Eine Diagnose wurde in dem Schriftstück – der österreichische Gutachter geht von einem Ambulanzdeckblatt aus einem Istanbuler Krankenhaus aus – nicht gestellt. “Aus diesem Befund schließe ich keinen Grund für eine psychische Erkrankung”. Es seien damals auch keine Medikamente verordnet worden.

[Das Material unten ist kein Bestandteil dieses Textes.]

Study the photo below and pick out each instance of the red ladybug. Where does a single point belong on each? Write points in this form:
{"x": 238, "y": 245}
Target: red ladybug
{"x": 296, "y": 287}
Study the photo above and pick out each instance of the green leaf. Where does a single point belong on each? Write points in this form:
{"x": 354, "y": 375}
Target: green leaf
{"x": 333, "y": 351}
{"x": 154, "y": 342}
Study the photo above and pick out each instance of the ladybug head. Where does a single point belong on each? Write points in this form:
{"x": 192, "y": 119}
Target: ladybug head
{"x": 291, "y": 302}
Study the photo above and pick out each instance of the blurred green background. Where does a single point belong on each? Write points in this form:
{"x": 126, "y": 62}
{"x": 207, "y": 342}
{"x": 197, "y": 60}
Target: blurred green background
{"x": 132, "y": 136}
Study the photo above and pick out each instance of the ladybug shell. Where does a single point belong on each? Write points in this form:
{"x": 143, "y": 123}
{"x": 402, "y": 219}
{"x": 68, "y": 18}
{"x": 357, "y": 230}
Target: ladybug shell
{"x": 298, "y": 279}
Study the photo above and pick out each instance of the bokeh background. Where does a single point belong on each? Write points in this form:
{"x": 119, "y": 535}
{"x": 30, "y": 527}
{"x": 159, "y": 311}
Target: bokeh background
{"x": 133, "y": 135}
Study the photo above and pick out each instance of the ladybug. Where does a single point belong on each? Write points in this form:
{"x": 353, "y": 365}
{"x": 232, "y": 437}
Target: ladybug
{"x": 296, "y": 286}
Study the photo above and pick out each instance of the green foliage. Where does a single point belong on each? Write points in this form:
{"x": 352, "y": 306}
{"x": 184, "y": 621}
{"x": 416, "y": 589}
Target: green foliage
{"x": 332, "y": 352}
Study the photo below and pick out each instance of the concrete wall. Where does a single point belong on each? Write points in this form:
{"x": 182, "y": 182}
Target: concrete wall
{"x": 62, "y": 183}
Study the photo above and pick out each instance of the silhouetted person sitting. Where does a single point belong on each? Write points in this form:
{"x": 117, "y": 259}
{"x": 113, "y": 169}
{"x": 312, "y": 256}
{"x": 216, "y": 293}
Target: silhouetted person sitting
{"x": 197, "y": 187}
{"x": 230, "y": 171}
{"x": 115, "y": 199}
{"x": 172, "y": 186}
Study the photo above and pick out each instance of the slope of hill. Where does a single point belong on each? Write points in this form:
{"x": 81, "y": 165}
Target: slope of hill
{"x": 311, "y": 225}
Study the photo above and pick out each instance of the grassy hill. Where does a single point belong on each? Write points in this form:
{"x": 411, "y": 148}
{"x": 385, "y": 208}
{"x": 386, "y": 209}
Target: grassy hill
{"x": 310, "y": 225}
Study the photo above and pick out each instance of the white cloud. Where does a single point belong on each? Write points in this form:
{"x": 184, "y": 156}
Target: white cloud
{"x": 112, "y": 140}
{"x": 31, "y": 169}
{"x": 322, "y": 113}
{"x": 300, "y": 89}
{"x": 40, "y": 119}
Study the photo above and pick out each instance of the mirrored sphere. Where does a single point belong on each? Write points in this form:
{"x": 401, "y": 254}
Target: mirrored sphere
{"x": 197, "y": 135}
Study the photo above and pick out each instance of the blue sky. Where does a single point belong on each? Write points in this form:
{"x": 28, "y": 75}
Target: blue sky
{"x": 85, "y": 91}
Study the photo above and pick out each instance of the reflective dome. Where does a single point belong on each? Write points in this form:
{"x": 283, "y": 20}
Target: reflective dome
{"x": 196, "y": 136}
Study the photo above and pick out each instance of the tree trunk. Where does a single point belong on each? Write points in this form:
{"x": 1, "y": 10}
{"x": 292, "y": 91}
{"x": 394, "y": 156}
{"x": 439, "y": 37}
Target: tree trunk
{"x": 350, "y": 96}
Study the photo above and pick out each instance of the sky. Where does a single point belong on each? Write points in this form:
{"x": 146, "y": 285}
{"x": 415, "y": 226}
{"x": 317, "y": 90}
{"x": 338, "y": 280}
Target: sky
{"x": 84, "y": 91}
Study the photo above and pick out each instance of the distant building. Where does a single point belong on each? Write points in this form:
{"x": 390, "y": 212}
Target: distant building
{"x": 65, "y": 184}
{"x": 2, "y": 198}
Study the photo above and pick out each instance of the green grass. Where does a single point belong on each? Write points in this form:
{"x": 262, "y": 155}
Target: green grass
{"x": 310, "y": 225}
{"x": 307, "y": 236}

Prozess in Wien wurde vertagt

Der Fall wird das Gericht noch länger beschäftigten. Die angeklagte Mutter wollte mit einem medizinischem Attest widerlegen, der Schwiegertochter mit einem Wischmopp Gewalt angetan zu haben. Zum inkriminierten Tatzeitpunkt litt sie an einer Schulterprellung und wäre zu solchen Gewalttätigkeiten nicht fähig gewesen. Nach mehreren Zeugenaussagen am Nachmittag wurde am Dienstag der Prozess vertagt. Richter Norbert Gerstberger kündigte an, noch “mindestens zwei Verhandlungstage” zu benötigen.